Jahrbuch für romanische und englishe Literatar. Leipzig, 1870. Vol. xi, pp. 354-57. Cyprische Märchen, translated by Felix Liebrecht from 3rd vol. of Knpriaka [Greek] by Athanasios Sakellarios (=Legrand, Emile, Recueil de Contes populaires Grecs. Paris, 1881. Pp. 95- 100, "Cendrillon").
Elder sisters, jealous of youngest, contrive mother's death. All spin on roof of house: first to break thread to be killed and eaten. Mother breaks thread three times: is eaten by sisters. Heroine collects bones as bidden, and smokes them for forty days-- (Revivified bones)--Magic dresses--Meeting-place (wedding)--Lost shoe--Shoe marriage test--Happy marriage--After wedding, heroine returns to fetch treasure (= transformed bones) and gives share of it to sisters.
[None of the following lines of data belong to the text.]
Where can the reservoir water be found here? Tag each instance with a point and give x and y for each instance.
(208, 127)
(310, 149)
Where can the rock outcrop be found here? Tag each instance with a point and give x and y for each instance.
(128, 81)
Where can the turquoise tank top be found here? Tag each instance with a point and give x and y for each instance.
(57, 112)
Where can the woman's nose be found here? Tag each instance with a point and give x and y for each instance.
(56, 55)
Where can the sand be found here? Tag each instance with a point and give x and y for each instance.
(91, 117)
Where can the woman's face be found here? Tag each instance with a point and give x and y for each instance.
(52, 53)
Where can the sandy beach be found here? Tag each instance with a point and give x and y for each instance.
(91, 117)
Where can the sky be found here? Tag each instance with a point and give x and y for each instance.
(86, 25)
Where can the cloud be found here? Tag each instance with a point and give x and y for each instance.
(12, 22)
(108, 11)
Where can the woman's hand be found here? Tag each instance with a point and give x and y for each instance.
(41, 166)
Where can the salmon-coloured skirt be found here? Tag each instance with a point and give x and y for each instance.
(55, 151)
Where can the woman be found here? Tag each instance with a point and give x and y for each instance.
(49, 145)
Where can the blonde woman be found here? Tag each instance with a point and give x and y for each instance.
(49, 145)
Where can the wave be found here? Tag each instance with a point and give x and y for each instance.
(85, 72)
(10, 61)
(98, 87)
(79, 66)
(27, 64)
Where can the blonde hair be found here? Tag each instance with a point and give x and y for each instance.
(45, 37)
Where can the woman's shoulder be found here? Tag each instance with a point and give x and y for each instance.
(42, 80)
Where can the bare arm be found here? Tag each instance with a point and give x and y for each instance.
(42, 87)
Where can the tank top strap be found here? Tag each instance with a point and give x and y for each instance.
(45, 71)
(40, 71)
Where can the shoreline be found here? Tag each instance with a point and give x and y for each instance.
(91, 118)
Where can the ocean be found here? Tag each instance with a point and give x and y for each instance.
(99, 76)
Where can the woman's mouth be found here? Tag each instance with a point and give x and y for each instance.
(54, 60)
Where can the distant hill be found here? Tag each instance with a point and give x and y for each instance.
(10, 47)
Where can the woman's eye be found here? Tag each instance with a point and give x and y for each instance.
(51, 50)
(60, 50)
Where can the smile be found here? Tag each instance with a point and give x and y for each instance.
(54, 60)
(1) Old woman has three daughters. She loves the youngest most; the other two, being jealous, try to get rid of mother by some means. They go together on to the roof of the house, taking their spindles: the first to break her thread is to be eaten by the others. Mother is old and weak, and it is her thread that breaks. She begs for one more chance, but her thread breaks once more, and again a third time. Then elder daughters seize her; and, seeing they are in earnest this time, mother calls youngest, and bids her collect all her bones when sisters kill and eat her, put them in a vessel and smoke them for forty days and forty nights, without losing sight of them for one moment; then open the vessel, and see what has happened to them. Heroine weeps, and promises to do mother's bidding.-- (2) Sisters kill and eat mother, inviting heroine to share the feast, which she declines to do. Then she collects bones unknown to sisters, makes big fire, and sits day and night watching them being smoked. Sisters cannot persuade her to leave fireside and go out. When forty days are over, and sisters are out, heroine opens vessel and finds bones have turned to gold and diamonds.-- (3) Sisters are invited to a wedding, and ask heroine to accompany them. She declines; but, as soon as they have started, she opens vessel, takes out beautiful dress, and hies to the wedding. No one knows her; prince is much struck, and attempts to follow her home. In her haste to escape she loses a shoe, and cannot wait to pick it up.-- (4) Prince takes it and sends for a pedlar-woman, who is to take shoe from house to house and try it on everyone. In this way she comes at length to the three sisters. Elder sisters try it in vain, then heroine, whom it fits perfectly.-- (5) Old woman goes straightway to tell prince, who makes preparations for wedding without delay.-- (6) Immediately after ceremony, bride takes two or three servants from palace to fetch contents of vessel. Sisters marvel at sight of wealth therein, and ask where she got it. "These are our mother's bones, and her blessing." Then she gives them a share, and takes remainder to palace.
Cox, Marian Roalfe. Cinderella: Three Hundred and Forty-five Variants of Cinderella, Catskin, and Cap O' Rushes, abstracted and tabulated. London: David Nutt for the Folklore Society, 1893.